What?!

The slow and painful collapse of the SMDF continues to surprise, if not delight. Today, a letter from the Chairman of the SMDF raises more questions than it answers. Three sentences jump off the page:

We embarked on a strategic review during 2010, with the assistance of significant outside expertise. It was recommended that we provide indemnity in 2010/11 and then sell our book of business.

When the London insurance market became aware, earlier this year, of the possibility of a Master Policy being introduced for Irish solicitors, any interest in the [SMDF]’s book evaporated.

What the letter diplomatically omits is the identity of the party who made the London insurance market aware of the possibility of a master policy being introduced.

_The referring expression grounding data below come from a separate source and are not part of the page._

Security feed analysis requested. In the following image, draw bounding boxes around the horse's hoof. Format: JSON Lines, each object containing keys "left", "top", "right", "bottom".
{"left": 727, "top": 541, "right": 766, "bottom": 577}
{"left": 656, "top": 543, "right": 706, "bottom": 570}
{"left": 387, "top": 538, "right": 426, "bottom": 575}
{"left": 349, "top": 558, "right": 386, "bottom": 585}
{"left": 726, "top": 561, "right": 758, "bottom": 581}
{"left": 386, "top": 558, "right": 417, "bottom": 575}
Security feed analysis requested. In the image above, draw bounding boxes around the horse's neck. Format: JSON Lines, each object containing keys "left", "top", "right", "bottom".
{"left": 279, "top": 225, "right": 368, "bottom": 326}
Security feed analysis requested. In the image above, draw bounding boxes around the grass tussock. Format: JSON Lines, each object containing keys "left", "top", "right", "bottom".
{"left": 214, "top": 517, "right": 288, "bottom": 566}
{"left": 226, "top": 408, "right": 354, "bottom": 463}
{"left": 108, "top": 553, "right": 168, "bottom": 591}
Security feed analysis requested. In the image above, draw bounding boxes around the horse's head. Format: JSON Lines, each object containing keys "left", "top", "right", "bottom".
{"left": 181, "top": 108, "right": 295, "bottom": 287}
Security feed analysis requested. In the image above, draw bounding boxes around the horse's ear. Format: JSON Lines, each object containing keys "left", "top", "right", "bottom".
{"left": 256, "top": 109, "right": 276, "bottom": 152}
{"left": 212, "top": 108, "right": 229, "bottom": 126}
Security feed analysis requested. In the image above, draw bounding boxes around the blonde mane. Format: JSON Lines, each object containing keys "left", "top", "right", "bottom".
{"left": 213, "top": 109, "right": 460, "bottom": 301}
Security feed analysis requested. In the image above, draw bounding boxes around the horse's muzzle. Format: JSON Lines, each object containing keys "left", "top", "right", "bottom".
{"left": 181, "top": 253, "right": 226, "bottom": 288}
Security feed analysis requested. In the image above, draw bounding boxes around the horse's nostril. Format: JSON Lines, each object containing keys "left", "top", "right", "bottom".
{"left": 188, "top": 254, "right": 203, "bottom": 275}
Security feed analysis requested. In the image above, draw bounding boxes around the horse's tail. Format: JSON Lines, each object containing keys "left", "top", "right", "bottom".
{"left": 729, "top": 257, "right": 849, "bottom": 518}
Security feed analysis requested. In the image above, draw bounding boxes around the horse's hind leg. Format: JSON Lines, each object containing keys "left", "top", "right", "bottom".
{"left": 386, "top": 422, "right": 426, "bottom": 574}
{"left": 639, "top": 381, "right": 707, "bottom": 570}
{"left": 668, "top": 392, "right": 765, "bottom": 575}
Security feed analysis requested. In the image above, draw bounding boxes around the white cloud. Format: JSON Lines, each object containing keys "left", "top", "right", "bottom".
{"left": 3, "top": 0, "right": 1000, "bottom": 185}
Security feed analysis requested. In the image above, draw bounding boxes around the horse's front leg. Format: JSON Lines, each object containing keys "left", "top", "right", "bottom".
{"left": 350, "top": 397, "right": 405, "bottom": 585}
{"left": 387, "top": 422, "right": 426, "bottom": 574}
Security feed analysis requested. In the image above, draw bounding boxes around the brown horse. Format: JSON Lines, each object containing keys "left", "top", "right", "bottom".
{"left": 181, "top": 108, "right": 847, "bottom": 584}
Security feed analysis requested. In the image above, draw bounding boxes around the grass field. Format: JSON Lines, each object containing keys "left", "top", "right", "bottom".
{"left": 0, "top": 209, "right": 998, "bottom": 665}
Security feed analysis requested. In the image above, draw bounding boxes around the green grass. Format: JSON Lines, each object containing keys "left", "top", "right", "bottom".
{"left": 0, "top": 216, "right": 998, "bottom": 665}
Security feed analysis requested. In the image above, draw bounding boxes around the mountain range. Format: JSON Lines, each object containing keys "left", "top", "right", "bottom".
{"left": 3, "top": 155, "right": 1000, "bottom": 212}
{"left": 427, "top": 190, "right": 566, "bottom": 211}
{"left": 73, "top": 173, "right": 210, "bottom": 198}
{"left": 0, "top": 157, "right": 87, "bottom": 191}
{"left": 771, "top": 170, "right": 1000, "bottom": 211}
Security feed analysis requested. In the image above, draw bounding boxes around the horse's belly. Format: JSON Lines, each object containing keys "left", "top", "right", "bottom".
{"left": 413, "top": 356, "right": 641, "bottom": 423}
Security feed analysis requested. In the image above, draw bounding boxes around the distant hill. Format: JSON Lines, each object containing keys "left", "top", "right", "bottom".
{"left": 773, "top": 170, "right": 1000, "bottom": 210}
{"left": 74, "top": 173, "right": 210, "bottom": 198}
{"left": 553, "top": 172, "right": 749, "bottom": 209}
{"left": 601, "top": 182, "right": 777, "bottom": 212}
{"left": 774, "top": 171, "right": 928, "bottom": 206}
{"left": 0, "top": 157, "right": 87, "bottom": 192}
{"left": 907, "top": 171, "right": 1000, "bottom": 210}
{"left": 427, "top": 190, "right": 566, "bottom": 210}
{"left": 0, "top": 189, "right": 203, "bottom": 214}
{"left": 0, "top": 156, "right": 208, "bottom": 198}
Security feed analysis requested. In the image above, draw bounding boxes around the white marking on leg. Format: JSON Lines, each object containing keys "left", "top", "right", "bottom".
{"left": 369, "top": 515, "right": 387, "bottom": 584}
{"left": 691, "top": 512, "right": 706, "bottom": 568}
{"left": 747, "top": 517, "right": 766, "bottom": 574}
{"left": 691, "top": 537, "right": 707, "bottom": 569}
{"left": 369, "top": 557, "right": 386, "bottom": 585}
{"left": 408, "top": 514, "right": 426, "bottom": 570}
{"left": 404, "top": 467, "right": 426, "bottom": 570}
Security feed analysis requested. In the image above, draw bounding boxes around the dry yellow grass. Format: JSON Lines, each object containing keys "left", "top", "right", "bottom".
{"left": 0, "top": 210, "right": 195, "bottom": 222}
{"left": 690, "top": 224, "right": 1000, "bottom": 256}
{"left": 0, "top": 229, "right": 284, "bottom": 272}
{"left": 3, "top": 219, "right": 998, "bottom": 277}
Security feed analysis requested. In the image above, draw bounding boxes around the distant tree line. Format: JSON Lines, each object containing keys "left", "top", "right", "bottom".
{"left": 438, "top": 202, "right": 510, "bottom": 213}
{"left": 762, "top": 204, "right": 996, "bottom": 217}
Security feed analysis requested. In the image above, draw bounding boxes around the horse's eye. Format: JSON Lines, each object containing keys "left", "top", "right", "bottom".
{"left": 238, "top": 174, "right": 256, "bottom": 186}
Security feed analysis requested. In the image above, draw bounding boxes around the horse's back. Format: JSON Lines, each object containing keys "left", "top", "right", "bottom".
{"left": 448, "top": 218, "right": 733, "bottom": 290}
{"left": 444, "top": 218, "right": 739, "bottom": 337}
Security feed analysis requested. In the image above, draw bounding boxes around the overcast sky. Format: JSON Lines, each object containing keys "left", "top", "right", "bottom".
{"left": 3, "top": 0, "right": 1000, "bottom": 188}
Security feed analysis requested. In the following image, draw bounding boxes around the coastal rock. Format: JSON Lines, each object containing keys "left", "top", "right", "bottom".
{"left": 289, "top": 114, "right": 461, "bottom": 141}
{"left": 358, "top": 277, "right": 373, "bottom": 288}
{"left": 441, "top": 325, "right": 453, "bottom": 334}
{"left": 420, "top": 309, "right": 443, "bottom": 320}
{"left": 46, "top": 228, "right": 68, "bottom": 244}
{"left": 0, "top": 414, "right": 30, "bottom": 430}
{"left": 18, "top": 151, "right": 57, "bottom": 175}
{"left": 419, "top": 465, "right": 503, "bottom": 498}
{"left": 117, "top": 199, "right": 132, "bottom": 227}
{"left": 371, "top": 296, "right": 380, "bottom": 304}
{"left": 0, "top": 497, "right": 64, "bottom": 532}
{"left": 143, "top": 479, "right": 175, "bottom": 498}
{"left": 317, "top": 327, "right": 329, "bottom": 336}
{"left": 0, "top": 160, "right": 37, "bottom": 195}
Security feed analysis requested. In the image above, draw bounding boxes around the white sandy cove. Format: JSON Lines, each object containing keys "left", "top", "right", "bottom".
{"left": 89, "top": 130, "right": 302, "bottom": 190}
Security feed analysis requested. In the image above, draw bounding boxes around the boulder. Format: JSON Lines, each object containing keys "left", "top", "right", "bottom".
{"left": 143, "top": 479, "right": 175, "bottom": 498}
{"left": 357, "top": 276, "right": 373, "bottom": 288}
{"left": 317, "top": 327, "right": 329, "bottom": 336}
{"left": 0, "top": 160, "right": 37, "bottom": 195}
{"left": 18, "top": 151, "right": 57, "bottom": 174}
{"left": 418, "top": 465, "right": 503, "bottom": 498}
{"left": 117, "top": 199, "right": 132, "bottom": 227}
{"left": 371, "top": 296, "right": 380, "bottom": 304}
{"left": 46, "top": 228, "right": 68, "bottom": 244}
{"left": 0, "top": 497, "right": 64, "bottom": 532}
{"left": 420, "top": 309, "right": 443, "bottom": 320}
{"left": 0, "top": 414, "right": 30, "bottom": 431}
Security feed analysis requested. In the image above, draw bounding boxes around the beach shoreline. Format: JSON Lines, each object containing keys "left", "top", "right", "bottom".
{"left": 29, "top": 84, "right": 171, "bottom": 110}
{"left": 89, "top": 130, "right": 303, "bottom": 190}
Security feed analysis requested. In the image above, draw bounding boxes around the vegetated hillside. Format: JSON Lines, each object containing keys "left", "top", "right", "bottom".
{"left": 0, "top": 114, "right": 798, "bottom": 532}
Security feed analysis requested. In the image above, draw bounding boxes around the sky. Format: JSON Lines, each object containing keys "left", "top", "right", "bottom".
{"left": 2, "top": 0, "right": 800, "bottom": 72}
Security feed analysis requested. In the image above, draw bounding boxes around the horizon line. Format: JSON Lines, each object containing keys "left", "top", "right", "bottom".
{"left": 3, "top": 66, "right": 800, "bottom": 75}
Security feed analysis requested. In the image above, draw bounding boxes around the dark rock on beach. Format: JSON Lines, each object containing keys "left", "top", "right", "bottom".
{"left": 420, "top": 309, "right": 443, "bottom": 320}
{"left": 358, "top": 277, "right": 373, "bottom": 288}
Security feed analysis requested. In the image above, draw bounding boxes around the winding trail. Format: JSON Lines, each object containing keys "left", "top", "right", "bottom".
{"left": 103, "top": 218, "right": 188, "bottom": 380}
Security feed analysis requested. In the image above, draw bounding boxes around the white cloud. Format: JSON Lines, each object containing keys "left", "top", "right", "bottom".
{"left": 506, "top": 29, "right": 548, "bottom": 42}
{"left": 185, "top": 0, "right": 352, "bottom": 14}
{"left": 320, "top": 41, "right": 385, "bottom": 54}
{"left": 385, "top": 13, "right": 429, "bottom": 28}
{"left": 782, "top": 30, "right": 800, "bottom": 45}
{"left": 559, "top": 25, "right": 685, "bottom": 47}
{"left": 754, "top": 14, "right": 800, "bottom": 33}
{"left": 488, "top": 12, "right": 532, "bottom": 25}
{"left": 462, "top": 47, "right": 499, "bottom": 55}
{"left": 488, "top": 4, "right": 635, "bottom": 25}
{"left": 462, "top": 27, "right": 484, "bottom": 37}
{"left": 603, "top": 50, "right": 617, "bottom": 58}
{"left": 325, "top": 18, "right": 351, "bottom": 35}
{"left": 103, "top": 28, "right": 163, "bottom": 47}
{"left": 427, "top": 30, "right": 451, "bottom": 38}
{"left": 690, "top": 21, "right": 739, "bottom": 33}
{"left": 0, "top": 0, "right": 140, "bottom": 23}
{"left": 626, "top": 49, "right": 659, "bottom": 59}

It was, of course, the Law Society.

The result? The Law Society now proposes to impose a €200 annual levy on all solicitors, not just members of the SMDF, for at least 10 years. (The SMDF letter raises the prospect of a 15 year bailout.)

The Law Society and the SMDF have already been criticised for seeking a bailout from Society members rather than SMDF members. But, it now transpires, the SMDF found a solution to its problems which might not have involved calling on all solicitors to bail it out.

The Law Society went public with its (still!) undeveloped idea of a master policy, depriving the SMDF of the opportunity to sell its book. The Law Society will now impose a new solution, at significant cost to its own members.

I might not be the only recipient of this letter to have exclaimed: “What?!”